The role of your accountant is traditionally viewed as a reporting or advisory role, focused on what has gone before, as well as what should come next. For the average UK SME, knowledge of UK requirements seems enough. Yet using the support of an accountant with an international focus, SMEs can tap into a plethora of overseas opportunities, argues John Edwards, Chief Executive and Group Executive International of the Institute of Financial Accountants (IFA).
The export potential
According to the latest figures from UK Export Finance and the National Survey of Registered Business’ Export Behaviours (NSRB), 1 in 7 businesses with a turnover of more than £500,000 are not currently exporting but could be. This equates to untapped potential of £290billion per annum. What’s more, of those which do export, 66% are considered “passive” exporters, waiting for orders to arrive rather than actively seeking sales. The most common challenge for businesses with exporting comes back to knowledge, which includes gaps in how to export, how to sell abroad, and what regulations they will be subject to. SMEs also cite a lack of time, and the resources required to get up to speed.
Drawing on a background of specific and wide-ranging regulatory knowledge, not to mention their position as trusted business advisers, accountants have the unique opportunity to support SME businesses with overseas expansion. Their understanding of the most common export markets can support SMEs to leverage their competitive advantage, distributing British-made goods and services to international marketplaces.
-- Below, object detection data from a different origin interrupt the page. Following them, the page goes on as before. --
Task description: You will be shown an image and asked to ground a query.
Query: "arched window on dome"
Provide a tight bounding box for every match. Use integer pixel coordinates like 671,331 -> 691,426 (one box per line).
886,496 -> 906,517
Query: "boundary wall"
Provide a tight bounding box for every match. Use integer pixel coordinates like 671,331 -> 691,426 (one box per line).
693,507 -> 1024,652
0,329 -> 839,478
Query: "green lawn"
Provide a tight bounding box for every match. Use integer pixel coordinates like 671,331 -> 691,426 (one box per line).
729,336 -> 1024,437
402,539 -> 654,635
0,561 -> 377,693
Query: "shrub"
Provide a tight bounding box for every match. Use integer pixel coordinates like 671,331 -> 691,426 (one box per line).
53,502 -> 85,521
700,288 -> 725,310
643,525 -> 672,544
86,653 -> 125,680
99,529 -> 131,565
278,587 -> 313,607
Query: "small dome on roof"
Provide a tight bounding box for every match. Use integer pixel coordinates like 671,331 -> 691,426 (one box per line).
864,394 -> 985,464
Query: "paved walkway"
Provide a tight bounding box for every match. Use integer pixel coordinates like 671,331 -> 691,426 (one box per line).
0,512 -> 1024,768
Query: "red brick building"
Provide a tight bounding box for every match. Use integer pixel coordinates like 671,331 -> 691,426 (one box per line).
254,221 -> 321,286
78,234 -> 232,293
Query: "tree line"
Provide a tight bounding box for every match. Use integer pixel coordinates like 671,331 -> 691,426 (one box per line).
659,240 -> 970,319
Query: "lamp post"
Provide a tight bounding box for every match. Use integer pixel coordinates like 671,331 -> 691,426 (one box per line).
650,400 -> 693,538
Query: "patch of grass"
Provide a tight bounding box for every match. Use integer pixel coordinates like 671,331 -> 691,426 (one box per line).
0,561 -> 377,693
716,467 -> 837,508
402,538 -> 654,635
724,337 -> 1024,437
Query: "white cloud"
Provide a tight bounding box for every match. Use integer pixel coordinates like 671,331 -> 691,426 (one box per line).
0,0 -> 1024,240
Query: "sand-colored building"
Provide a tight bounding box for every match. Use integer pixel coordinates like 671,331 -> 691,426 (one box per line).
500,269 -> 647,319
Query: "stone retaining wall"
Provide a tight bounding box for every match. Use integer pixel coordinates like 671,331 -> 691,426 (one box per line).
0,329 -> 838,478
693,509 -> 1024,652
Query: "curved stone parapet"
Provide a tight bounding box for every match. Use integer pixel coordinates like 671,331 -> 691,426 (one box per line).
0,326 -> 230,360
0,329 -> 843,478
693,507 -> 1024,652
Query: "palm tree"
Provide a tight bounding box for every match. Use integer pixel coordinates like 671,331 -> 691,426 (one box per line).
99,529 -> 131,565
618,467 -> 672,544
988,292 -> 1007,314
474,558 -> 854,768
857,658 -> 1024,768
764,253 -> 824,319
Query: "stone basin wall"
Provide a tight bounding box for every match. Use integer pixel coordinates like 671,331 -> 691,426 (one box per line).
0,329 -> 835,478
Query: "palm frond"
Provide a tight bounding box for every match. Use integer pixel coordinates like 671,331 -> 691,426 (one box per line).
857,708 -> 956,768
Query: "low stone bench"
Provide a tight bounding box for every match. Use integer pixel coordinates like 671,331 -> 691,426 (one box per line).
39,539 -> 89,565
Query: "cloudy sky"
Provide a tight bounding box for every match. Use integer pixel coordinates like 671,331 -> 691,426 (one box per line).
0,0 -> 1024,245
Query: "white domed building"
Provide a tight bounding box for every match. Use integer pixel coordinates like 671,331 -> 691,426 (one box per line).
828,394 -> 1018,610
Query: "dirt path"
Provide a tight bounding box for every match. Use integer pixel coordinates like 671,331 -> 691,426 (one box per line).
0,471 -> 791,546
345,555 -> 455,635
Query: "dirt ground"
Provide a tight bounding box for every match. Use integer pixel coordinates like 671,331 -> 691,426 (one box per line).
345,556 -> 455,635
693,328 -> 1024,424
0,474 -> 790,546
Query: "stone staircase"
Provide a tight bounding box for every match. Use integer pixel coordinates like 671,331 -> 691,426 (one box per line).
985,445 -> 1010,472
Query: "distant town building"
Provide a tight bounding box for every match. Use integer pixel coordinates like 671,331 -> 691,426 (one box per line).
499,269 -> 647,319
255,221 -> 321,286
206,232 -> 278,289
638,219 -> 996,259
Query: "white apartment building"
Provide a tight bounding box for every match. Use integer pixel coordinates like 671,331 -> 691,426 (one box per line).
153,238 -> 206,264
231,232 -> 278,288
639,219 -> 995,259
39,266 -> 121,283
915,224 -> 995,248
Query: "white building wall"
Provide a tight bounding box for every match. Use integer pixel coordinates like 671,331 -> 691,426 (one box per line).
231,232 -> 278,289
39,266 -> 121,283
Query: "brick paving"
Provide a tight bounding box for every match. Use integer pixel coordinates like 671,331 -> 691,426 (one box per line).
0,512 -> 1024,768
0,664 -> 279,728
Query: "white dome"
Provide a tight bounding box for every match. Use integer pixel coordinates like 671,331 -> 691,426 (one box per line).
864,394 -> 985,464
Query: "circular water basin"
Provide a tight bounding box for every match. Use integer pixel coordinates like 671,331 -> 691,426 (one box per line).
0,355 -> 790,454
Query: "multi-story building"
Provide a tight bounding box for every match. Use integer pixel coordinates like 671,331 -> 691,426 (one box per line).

Supply chain diversification
One thing that the past few years have highlighted is the untold risk of supply chain homogeny, revealing the pitfall of relying on cheap, overseas imports from a single importer. Conversely, it has also highlighted the opportunity for diversification, opening untapped markets for import.
Supply chain disruption remains one of the single biggest threats to UK businesses currently, with challenges around the cost, consistency, and quality of previously stable supplies. Many businesses face the reality of a slowdown in supply without being equipped to diversify their supply chain, verify potential new suppliers, or seek out their own direct-to-manufacturer relationships having previously utilised an importer. Accountants understand the numbers and the potential of these relationships. They are uniquely placed to help navigate international marketplaces, either directly, or in partnership with trusted advisers with whom they can connect. Those who are members of international professional accountancy bodies like the IFA can also leverage support with the development of these relationships.
Global best practice
Since the advent of the information revolution, the world in terms of business has become more closely connected, with international borders playing a diminishing role in trade and market supply and demand having increasing influence. Couple that with the shared global challenges we face such as the race to net zero, and it is no longer relevant just to focus nationally. Much of the best practice necessary for future growth and prosperity will come from our international counterparts. Environmental sustainability, solutions, and appropriate benchmarking, will most likely happen at an international level too, following COP delegations and international cooperation.
The United Nations has set out 17 sustainable development goals, focusing on the main challenges that will be faced globally in the coming decades. They call for urgent action from all countries but, in reality, action will come from the businesses that underpin every economy globally. Unlike other business development goals, much of the best practice comes from a global rather than national landscape, and while straightforward in vision, can be challenging to integrate in practice. SMEs are uniquely positioned for the adoption of many of these goals, with size giving them a competitive advantage of a more straightforward and agile adaptation of strategies. As arbiters of data, accountants are primed to assist SMEs. They have a unique and progressive role to play in the adoption of environmental, social and governance strategy.
Wider access to resource
It is no secret that the UK recruitment landscape is highly competitive and businesses are grappling with retention of skilled staff members as well as slower-then-usual recruitment, further impacted by post-Brexit movement of labour. While there remains a desire to utilise a skilled, British workforce, significant investment in overseas relationships in recent years is opening up a pool of additional labour, equipped and qualified to support British businesses with much-needed resource. The IFA for example, which is part of the IPA Group, has partnerships with membership and training bodies in The Philippines, Fiji, and the Solomon Islands to support international training and standards. There are already many qualified accountants keen to offer support to UK businesses.